Gill Crawford, Radio Times, 20th November 2013

Sitting down and listening to someone read you a story. How long is it since you did that? Not since you were a kid, I'll bet. But that's what Crackanory, the belated grown-up follow-up to children's favourite Jackanory, is asking us to do.

It seems an oddly perverse choice of revival in this age of multitasking, e-readers and texting while you're eating your dinner and listening to your iPod all at the same time. Slowing right down and listening to someone else talk at you: that requires you chill that pulse rate right down.

But it's worth the effort. The opening double bill of slightly twisted short stories repaid giving them your proper attention. As Jack Dee told topical tale Bitter Tweet, a barbed attack on social media manipulation that featuring a hapless bloke called 'Dazpants80' crossing tweets with singing fringe Joaquin Blieber, it was simply impossible not to be pulled into this sharply drawn world.

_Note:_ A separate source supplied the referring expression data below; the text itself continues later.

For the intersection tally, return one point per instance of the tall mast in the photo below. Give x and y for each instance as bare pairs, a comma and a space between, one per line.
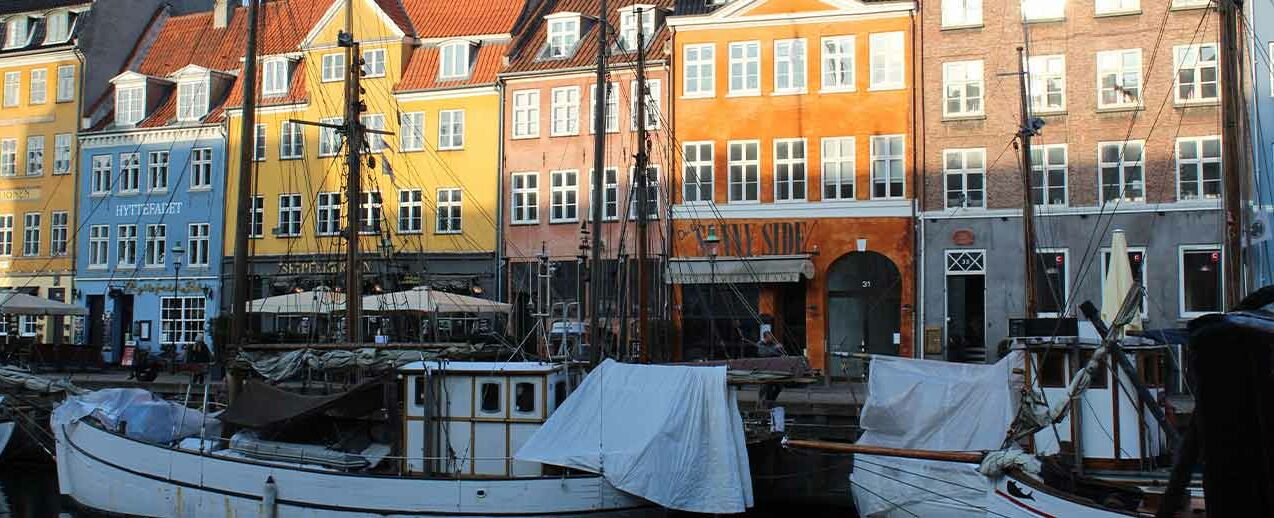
599, 163
1024, 133
354, 181
642, 196
243, 215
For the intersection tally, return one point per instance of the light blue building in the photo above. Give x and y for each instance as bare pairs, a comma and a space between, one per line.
152, 195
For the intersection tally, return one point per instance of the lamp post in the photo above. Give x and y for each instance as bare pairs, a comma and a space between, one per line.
711, 242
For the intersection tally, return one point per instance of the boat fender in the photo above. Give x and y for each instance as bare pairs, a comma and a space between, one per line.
270, 499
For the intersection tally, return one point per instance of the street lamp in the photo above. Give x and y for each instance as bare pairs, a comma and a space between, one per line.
711, 243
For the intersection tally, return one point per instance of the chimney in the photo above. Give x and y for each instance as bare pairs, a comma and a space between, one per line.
222, 13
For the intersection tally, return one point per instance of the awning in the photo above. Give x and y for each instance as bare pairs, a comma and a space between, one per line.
739, 270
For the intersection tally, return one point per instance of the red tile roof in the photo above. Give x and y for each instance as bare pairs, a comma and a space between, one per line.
422, 73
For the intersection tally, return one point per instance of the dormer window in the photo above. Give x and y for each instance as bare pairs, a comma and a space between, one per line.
455, 60
563, 35
275, 79
628, 26
15, 33
191, 101
130, 105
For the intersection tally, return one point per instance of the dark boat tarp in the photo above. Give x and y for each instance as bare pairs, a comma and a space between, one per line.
263, 405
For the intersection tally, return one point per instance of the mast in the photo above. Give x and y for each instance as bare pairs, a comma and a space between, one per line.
1024, 133
642, 196
599, 163
238, 323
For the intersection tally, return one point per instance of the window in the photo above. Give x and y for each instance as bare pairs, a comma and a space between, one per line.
181, 321
31, 234
130, 172
275, 78
1199, 168
451, 129
1119, 78
887, 167
1044, 10
373, 121
59, 233
652, 116
1120, 166
1200, 281
1117, 7
191, 101
744, 69
1051, 281
962, 88
888, 57
965, 171
38, 85
612, 107
36, 155
789, 169
1196, 73
526, 113
744, 164
455, 61
790, 65
259, 143
98, 241
449, 211
201, 168
157, 245
628, 28
526, 197
292, 141
697, 172
289, 215
196, 242
328, 217
566, 111
129, 105
962, 13
101, 175
1049, 175
9, 157
126, 247
565, 191
157, 166
838, 64
563, 35
370, 213
333, 68
700, 70
373, 63
65, 83
412, 131
410, 210
329, 138
1047, 83
63, 154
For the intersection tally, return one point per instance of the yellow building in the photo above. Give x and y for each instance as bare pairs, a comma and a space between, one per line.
431, 197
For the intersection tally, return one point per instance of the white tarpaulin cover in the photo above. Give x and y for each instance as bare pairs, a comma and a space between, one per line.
939, 406
669, 434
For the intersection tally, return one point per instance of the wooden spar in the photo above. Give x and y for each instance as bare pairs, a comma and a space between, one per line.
928, 455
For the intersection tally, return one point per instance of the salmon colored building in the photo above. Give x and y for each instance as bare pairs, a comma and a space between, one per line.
794, 148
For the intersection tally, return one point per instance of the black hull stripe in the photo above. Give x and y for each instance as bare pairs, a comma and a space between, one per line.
335, 508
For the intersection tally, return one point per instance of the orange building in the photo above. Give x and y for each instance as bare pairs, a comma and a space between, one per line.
794, 126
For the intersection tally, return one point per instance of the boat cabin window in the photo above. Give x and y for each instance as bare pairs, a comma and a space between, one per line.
524, 397
491, 397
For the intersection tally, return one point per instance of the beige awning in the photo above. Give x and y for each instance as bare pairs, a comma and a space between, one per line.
739, 270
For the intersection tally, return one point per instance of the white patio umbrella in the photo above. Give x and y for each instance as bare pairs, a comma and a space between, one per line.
1119, 281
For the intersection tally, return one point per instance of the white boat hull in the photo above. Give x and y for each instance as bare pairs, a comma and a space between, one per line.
114, 474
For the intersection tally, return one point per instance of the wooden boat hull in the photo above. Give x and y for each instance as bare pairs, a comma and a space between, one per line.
108, 472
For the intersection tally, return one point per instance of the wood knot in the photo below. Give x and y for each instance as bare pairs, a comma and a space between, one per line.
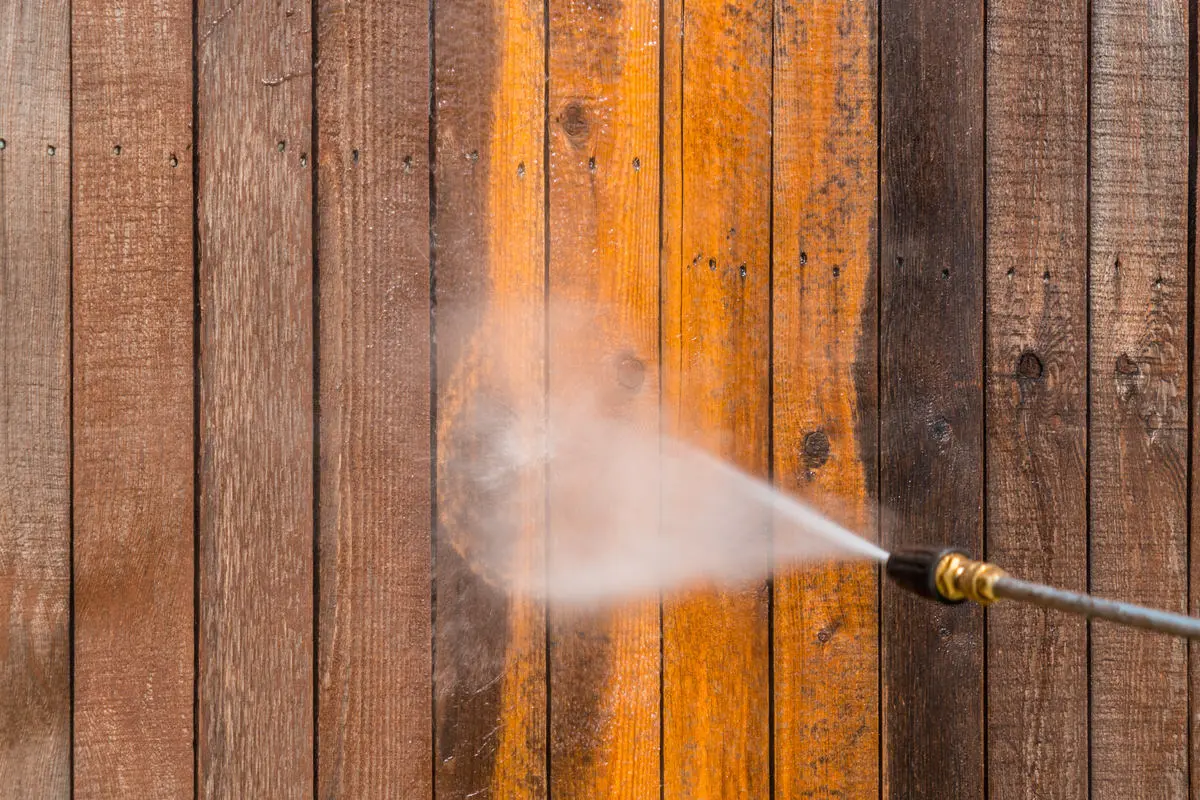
816, 449
575, 121
1029, 366
1127, 366
630, 372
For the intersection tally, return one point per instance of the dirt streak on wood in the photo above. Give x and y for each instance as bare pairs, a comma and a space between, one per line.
1037, 391
133, 398
256, 509
490, 672
715, 365
1139, 373
604, 349
35, 384
826, 623
373, 185
931, 268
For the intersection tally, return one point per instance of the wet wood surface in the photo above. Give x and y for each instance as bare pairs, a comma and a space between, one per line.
279, 282
490, 693
604, 349
1037, 391
717, 378
826, 711
931, 415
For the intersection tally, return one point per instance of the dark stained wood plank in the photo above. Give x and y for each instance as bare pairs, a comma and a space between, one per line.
256, 509
826, 619
930, 384
490, 262
376, 489
715, 385
133, 398
1037, 391
604, 354
1139, 389
35, 385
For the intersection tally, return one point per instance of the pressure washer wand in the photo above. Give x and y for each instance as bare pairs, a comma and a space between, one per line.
948, 576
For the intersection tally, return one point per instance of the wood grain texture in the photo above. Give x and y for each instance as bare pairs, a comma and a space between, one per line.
604, 352
826, 620
1037, 391
1139, 373
35, 385
490, 659
133, 398
931, 384
715, 366
376, 489
256, 515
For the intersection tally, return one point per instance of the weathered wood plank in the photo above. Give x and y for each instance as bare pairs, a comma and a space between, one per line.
490, 660
1037, 391
256, 509
931, 384
376, 488
715, 356
133, 398
604, 354
826, 620
1139, 373
35, 385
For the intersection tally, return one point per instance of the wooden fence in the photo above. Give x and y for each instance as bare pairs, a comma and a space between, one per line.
922, 256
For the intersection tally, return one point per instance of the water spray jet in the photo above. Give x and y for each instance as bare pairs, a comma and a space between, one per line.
948, 576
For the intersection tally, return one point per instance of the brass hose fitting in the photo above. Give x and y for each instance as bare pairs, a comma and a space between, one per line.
949, 577
959, 578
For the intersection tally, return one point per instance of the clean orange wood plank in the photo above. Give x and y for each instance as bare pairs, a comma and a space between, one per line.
256, 337
1037, 391
604, 350
35, 384
826, 623
931, 400
715, 366
1138, 259
490, 660
133, 398
376, 487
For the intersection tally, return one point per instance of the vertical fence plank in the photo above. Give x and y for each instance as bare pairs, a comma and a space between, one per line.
1037, 391
256, 515
490, 660
373, 193
133, 403
604, 349
1139, 388
715, 355
35, 438
826, 623
931, 384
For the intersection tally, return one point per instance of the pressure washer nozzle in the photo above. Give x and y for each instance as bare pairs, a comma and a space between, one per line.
945, 575
948, 576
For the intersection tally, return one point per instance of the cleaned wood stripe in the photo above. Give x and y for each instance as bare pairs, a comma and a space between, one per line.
256, 515
826, 618
35, 385
133, 400
373, 216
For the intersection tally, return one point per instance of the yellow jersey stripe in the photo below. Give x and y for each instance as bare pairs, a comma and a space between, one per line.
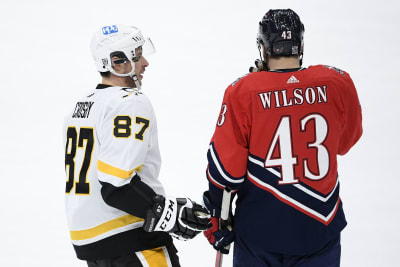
104, 227
155, 257
117, 172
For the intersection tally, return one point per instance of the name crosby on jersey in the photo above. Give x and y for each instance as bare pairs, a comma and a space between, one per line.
310, 95
82, 109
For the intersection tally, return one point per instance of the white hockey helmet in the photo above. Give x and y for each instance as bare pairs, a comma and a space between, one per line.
109, 40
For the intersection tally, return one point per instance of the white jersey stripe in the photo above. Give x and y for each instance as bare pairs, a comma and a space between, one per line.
298, 186
214, 157
294, 202
107, 234
142, 259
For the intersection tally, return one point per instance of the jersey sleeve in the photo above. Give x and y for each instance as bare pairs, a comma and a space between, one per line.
228, 150
352, 117
128, 136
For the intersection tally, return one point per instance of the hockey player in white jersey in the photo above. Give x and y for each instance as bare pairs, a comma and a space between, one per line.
117, 211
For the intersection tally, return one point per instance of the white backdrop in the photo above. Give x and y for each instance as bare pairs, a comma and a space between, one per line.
202, 46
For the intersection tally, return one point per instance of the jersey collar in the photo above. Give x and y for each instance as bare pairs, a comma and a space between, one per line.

True, there were some concessions to a modern audience; it wasn't just Dee sat in an armchair. There were some simple dramatised sequences - Dazpants80 finding himself a prisoner in his pub - and a few animated distractions to soften the blow of simply listening.

But for the most part, this was Dee as storyteller, delivering the lines of writer Nico Tatarowicz. It felt like a comforting throwback to a simpler age, which was rather odd, given the subject matter.

The second story, Toby Davies's What Peebee Did Next, told with a knowing tongue in her cheek by Sally Phillips, was more of a throwback to the old Jackanory, albeit with a gruesome sense of humour.

The story of a toymaker who left his happy family an unusual bequest, it had the ring of a Grimm fairy tale, a moral homily popping up to save the day at the 11th hour. At least I felt like I'd had a beginning, middle and end. Some five-season dramas don't deliver that.

Keith Watson, Metro, 14th November 2013

On paper this is a bit odd. Using the format of kids' favourite Jackanory to tell grown-up stories feels like a futile exercise. In reality it scores more hits than misses. This is partly down to the choice of storytellers: Jack Dee is the perfect voice of Nico Tatarowicz's modern-morality tale about the perils of social media, featuring Sightseers star Steve Oram as a Twitter-obsessive; while Sally Phillips's twee delivery adds an edge to Toby Davies's macabre story of a toymaker made into an automaton after his death. Both writers have worked on big comedy sketch shows (That Mitchell and Webb Look, Armstrong and Miller) so each story is darkly funny and neatly crafted. Get sitting comfortably.